Two reporters for the Times "reported" this article. Apparently, that either entails ommission or just showing up and jotting down whatever you're told. It certainly doesn't require you to be aware of other reporting in the public record.

From The New Yorker's "Big Bird Flies Right" by Ken Auletta (June 7, 2004):

A year and a half ago, Pat Mitchell, the president of the Public Broadcasting System, was invited to tea at Vice-President Cheney’s house. The federal government is PBS's biggest patron, and Mitchell was happy to accept. There to greet her, on December 11, 2002, was Lynne Cheney, the Vice-President’s wife, and Michael Pack, a producer. Cheney has written a number of children's books, and Mitchell especially liked "A Is for Abigail" -- Abigail Adams -- which was subtitled "An Almanac of Amazing American Women." She knew that Pack, who had made documentaries for PBS, had ties to the Bush Administration; he had recently been nominated by George W. Bush and confirmed by the Senate to serve on the National Council on the Humanities.
After some pleasantries, Pack proposed a series of hour-long television programs aimed at middle-school children. Pack later explained, "We brought Pat Mitchell there to see if it was acceptable to have the Vice-President’s wife be on a show on public television." Pack said that the plan was to look "for private funding, not government funding," and he didn't know if Mrs. Cheney would be paid; no one asked whether PBS would help fund the series. Mitchell, Pack added, was "enthusiastic about the project and did not feel it was a problem."
A follow-up meeting was subsequently arranged between Pack and PBS's programming co-chief John Wilson, on January 27, 2003, at PBS’s offices, in Alexandria, Virginia. "We were trying to be sensitive to the fact that Lynne Cheney was associated with this," Wilson said. Wilson remembers the proposed title as "Lynne Cheney’s History Book." Wilson's deputy, Alyce Myatt, who has since left PBS, had a blunter reaction: "I said it was inappropriate for the second-highest-ranking public official to be requesting time on public television." Wilson confirmed this misgiving, adding, "That was one of the questions hanging over the table -- the appropriateness of a government official or spouse" appearing on public television.
Mitchell recently told me that she was never enthusiastic about the program. "I was enthusiastic about Mrs. Cheney's books, which I give to children," she said. And in the end, Mitchell said, her staff agreed that "it would be a problem having Mrs. Cheney as host." In any event, just weeks after the meeting with Wilson and Myatt, Pack was appointed senior vice-president for television programming for the Corporation for Public Broadcasting, which dispenses federal funding to PBS and local stations, and he recused himself from the project. His wife, Gina Pack, who now runs his company, said of the Cheney proposal, "I haven’t done too much on it for a while."

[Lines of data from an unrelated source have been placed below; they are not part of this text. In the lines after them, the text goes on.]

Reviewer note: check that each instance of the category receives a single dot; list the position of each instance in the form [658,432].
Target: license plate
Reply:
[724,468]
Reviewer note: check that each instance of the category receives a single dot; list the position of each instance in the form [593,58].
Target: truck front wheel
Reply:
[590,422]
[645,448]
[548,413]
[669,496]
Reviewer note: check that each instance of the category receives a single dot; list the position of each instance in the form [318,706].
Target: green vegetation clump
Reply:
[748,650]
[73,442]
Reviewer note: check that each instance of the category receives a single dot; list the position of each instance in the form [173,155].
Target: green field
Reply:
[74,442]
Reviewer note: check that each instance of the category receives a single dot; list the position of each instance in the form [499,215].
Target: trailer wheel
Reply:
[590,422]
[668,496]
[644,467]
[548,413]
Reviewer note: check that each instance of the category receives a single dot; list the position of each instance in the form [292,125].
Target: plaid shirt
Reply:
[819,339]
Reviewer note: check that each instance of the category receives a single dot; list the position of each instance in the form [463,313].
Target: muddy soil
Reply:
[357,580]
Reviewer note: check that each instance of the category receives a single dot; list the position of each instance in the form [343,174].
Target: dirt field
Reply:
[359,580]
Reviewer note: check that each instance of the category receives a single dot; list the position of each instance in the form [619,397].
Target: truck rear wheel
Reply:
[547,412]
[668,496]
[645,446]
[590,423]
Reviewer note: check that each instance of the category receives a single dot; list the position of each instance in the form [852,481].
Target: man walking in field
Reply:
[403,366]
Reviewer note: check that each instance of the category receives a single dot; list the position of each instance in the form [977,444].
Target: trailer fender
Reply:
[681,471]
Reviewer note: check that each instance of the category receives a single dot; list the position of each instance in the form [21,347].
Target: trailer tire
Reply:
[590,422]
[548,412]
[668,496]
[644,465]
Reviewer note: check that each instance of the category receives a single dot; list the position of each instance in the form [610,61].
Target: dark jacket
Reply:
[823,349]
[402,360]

Is it normal for the president of a network to meet with the spouse of a vice president to discuss future "programming?" I don't know. I do think it's newsworthy. I do think it's worth including in an article entitled "Conservatives and Rivals Press a Struggling PBS." Considering the thrust of the article, why wasn't the topic brought up?

Skip the fluff in the Times and read the New Yorker article. You'll get actual information, such as this:
C.P.B. data show that the federal subsidy for public broadcasting amounts to a dollar and forty-two cents per citizen, while in England it is almost twenty-seven dollars and in Canada almost seventeen.

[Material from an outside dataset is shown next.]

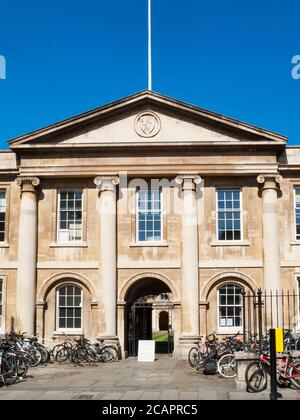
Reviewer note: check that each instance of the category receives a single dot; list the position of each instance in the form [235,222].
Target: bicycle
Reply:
[288,371]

If you're wondering what you're missing on in this morning's Times -- the front page features a "news" story on the urban legends of the guy in the target practice drawing. It also features the PBS non-story. And Joe Lapointe's "League Cancels Hockey Season in Labor Battle." What are you missing if you skip this morning's Times?

As John Mellencamp once sang, "Jackie, you ain't missing nothing."